The All American Preppy Look
The earliest students at America’s Seven Sisters colleges: Barnard, Bryn Mawr, Mount Holyoke, Smith, Radcliffe, Vassar, and Wellesley, were pioneers in more ways than one. The young women who attended these elite institutions that were deemed the female equivalents of the men’s Ivy League schools were intellectual trailblazers, to be sure, but they also shouldered the task of defining collegiate dressing for American women. In her book, Seven Sisters Style, British fashion historian, Rebecca Tuite, examines the campus attire that evolved at these schools from the late 1800’s and throughout the 20th century, bringing their style influences full circle to the present day. Through archival photographs, the author demonstrates how these college women became unintentional fashion trendsetters who laid the foundations of the American Preppy style.
|Wellesley students,circa 1941|
“The All American Preppy Look” is defined by Tuite as going “beyond the pink and green.” It is a style that endures because it encompasses not only the wearing of certain types of clothing, but “a curious combination of spirit, attitude and relevance.” Its origins were based on necessity and the ever-changing lifestyle of these young women as they headed into the 20th century. The first Seven Sisters students arrived on campus armed with a simple, frugal wardrobe considered appropriate for young ladies of their day. This included crinoline or hoop underskirts, day dresses and blouses with floor skimming skirts. They were encouraged, by the administrations of their schools, to eschew experimentation with the latest fashions in favor of the classic, understated staples of dress that were viewed as synonymous with respectability and intelligence. Tuite quotes Henry Fowle Durant, the founder of Wellesley College as saying “ One calico girl is worth two velvet girls.”
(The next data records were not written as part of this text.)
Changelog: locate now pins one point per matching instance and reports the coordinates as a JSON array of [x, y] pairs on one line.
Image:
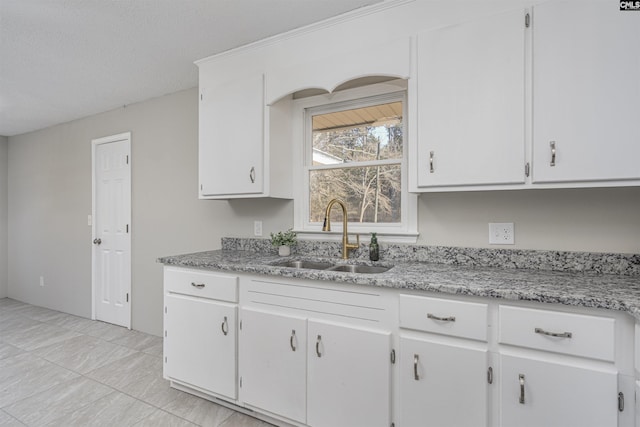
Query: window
[[355, 150], [356, 156]]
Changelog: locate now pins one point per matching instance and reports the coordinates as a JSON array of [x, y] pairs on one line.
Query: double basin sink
[[327, 266]]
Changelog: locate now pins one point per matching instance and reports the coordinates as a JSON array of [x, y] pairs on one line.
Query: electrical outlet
[[501, 233], [257, 228]]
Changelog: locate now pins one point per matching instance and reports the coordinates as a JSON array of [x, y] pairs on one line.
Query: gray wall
[[588, 219], [4, 144], [50, 198]]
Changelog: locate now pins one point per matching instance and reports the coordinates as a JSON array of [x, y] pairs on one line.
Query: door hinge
[[621, 401]]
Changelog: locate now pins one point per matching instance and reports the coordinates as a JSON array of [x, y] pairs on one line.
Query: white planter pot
[[284, 250]]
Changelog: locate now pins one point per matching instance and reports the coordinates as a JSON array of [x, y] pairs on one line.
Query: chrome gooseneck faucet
[[345, 237]]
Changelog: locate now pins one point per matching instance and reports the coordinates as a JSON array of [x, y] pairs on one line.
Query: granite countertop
[[586, 289]]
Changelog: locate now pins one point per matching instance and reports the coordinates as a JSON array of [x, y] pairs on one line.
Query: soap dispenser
[[374, 250]]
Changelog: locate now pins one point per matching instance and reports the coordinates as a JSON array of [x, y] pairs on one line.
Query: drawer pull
[[225, 326], [553, 334], [441, 319], [293, 337], [318, 346]]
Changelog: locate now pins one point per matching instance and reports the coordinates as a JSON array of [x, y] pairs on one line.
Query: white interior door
[[111, 229]]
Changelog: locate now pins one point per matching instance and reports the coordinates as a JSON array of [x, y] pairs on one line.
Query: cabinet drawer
[[443, 316], [568, 333], [201, 284]]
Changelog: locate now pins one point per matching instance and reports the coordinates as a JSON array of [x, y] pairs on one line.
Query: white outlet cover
[[501, 233], [257, 228]]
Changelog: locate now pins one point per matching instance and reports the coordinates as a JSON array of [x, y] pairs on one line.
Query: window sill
[[336, 236]]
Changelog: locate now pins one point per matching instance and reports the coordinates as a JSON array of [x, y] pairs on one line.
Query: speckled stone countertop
[[542, 282]]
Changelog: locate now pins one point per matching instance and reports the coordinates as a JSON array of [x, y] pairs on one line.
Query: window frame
[[403, 232]]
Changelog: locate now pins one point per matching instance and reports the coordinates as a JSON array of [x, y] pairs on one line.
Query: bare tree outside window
[[357, 157]]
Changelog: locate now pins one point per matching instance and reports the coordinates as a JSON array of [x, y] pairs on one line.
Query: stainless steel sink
[[329, 266], [366, 269], [312, 265]]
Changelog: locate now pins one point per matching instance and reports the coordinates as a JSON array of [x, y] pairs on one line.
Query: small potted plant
[[284, 240]]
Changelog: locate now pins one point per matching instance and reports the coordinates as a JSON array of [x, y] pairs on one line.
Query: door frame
[[125, 136]]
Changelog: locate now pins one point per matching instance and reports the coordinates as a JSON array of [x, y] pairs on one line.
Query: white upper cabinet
[[243, 144], [391, 59], [471, 103], [231, 136], [586, 92]]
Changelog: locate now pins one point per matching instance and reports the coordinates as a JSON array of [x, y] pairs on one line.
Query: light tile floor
[[62, 370]]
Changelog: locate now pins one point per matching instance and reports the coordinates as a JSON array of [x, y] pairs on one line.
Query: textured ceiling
[[65, 59]]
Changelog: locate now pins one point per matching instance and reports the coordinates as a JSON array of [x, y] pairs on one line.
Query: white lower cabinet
[[442, 384], [320, 354], [273, 360], [200, 346], [200, 318], [315, 372], [349, 376], [541, 393], [559, 368]]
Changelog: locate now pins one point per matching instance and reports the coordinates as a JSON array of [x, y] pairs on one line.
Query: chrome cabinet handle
[[441, 319], [225, 326], [293, 337], [318, 346], [553, 334]]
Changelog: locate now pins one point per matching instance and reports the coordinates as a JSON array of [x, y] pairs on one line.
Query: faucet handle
[[351, 245]]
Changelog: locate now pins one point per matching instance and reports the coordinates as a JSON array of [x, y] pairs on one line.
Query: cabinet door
[[539, 393], [231, 136], [200, 343], [471, 103], [273, 354], [586, 92], [348, 381], [438, 380]]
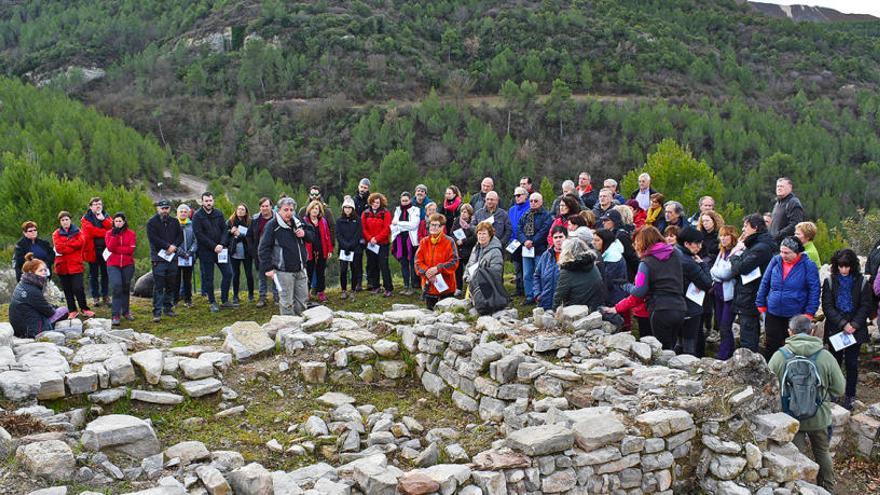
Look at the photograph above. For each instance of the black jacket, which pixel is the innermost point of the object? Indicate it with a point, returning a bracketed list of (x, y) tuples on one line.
[(162, 234), (863, 303), (29, 311), (787, 212), (693, 273), (25, 246), (349, 234), (248, 239), (580, 282), (760, 249), (280, 249), (210, 230)]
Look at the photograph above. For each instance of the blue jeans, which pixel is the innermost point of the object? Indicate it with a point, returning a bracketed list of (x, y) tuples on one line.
[(164, 285), (529, 276), (207, 262), (120, 281), (98, 270)]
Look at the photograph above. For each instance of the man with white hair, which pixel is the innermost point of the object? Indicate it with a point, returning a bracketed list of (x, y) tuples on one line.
[(283, 256), (567, 188), (611, 185), (644, 192), (478, 201), (532, 232), (585, 192), (495, 215)]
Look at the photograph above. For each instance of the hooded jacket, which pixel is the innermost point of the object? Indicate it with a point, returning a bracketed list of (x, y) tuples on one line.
[(693, 273), (829, 373), (163, 233), (797, 293), (280, 249), (580, 283), (543, 220), (614, 272), (94, 231), (444, 256), (29, 311), (863, 303), (25, 246), (545, 278), (659, 280), (759, 250), (210, 230), (69, 246)]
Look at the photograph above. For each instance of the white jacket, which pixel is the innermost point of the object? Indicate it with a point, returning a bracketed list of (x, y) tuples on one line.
[(411, 226)]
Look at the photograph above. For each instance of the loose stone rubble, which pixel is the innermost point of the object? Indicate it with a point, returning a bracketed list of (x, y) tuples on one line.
[(577, 408)]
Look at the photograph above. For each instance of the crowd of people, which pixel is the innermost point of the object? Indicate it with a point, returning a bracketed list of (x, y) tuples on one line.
[(683, 280)]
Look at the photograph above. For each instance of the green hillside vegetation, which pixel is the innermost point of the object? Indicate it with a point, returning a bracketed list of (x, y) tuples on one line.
[(752, 97)]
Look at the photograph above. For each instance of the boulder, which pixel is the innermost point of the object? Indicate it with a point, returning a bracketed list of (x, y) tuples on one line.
[(120, 433), (51, 459), (246, 340)]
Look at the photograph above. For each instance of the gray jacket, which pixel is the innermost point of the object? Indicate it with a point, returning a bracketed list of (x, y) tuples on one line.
[(502, 225)]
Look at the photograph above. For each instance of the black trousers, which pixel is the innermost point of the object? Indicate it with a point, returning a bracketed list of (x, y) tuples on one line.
[(74, 292), (377, 263), (665, 325), (775, 333)]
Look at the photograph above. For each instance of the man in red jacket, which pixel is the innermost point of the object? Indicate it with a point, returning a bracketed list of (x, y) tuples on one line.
[(95, 224)]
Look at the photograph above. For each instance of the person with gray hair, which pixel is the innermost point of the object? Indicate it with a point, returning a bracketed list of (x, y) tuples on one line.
[(580, 281), (673, 214), (802, 345), (283, 256)]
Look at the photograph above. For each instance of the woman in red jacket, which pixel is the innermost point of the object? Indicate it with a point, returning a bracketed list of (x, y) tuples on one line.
[(376, 225), (95, 224), (69, 242), (319, 251), (121, 242)]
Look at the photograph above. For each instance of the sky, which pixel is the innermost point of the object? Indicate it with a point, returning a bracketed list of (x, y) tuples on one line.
[(848, 6)]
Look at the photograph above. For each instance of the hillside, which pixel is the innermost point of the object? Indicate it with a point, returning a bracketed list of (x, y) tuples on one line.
[(299, 92)]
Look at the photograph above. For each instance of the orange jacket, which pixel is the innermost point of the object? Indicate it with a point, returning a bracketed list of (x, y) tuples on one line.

|Anna McCann, Wellesley '54 in a 1954 edition of Holiday magazine|
The 1890’s ushered in The Progressive Era (1890-1920) and attitudes gradually began to change regarding a woman’s ability to balance a first-rate education and athletic activity. Crinoline skirts gave way to “more comfortable skirts, shirtwaists, blouses and jackets.”Before long these young women realized that their way of dress did not just reflect the activities that they participated in on campus, but also helped define them as being a part of a female collegiate community. Tuite refers to a Wellesley student of the day who requested that her parents send her “blue eyeglasses,” simply because, “It is quite the thing for all collegians to wear eyeglasses….” At Vassar, “ bulky roll neck sweaters ‘the inconveniently manly ones that go over the head,’ as one student described them” became all the rage.
|Peck & Peck ad 1956|
The Seven Sisters students were also taking their cues from the men of the Ivy League, whose style of dress reflected different aspects of their collegiate lifestyle. Their tailored, yet casual style, provided rich inspiration for their female counterparts. However, they took a measured approach in their adaptation of menswear. According to Tuite, “ Seven Sisters women were all too aware that they could not dress exactly like men for fear of being perceived as radicals, … As such, the Seven Sisters women often began to simply incorporate small pieces of menswear into their everyday dress…. Even when wearing a ‘mannish’ blouse or letterman, in almost every case, it was paired with a skirt.” These pioneering young women sought to strike a balance between challenging tradition and maintaining their femininity, making it much easier for society to accept that these students who were accomplished in the classroom and on the athletic field were still “real American women.”
|Perry Ellis turns the Seven Sister's classic sweater into a dress, circa 1982|
With the passage of time, acceptance gave way to admiration and imitation and the “campus classics” worn by the Seven Sisters found their way into mainstream society. Tuite cites Modern Knitting magazine’s 1916 promotion of patterns for “…seven different cardigans, each named after one of the Seven Sisters colleges (‘The Wellesley’, ‘The Barnard’, ‘ The Vassar’, etc.), each capturing the loose fit and collegiate look favored by the country’s most prominent sweater-wearing college girls.” Fast forward to 1937, when Life Magazine ran a feature which included specific details of dressing like a Vassar girl. Tuite calls this “a turning point in the popular influence of Seven Sisters style.” The Life article received so much attention that Macy’s soon announced it would sell all of the outfits pictured in the magazine. Thus, the Seven Sisters women gained official “style icon status.”
|Jane Fonda, circa 1959|
Tuite covers the next several decades, focusing on the versatile looks that have taken the Seven Sister’s classics from the classroom to the runway and even to the big screen. She features period photos of students at work and at play, including some familiar faces (Ali MacGraw, Wellesley’60, Diane Sawyer, Wellesley’67, and Vassar alums, Jacqueline Bouvier Kennedy, Meryl Streep and Jane Fonda). Tuite’s informative account of the history of “ la vie en prep” is best characterized by the author herself, who calls her subject matter “an enduring part of America’s social, cultural and style history.”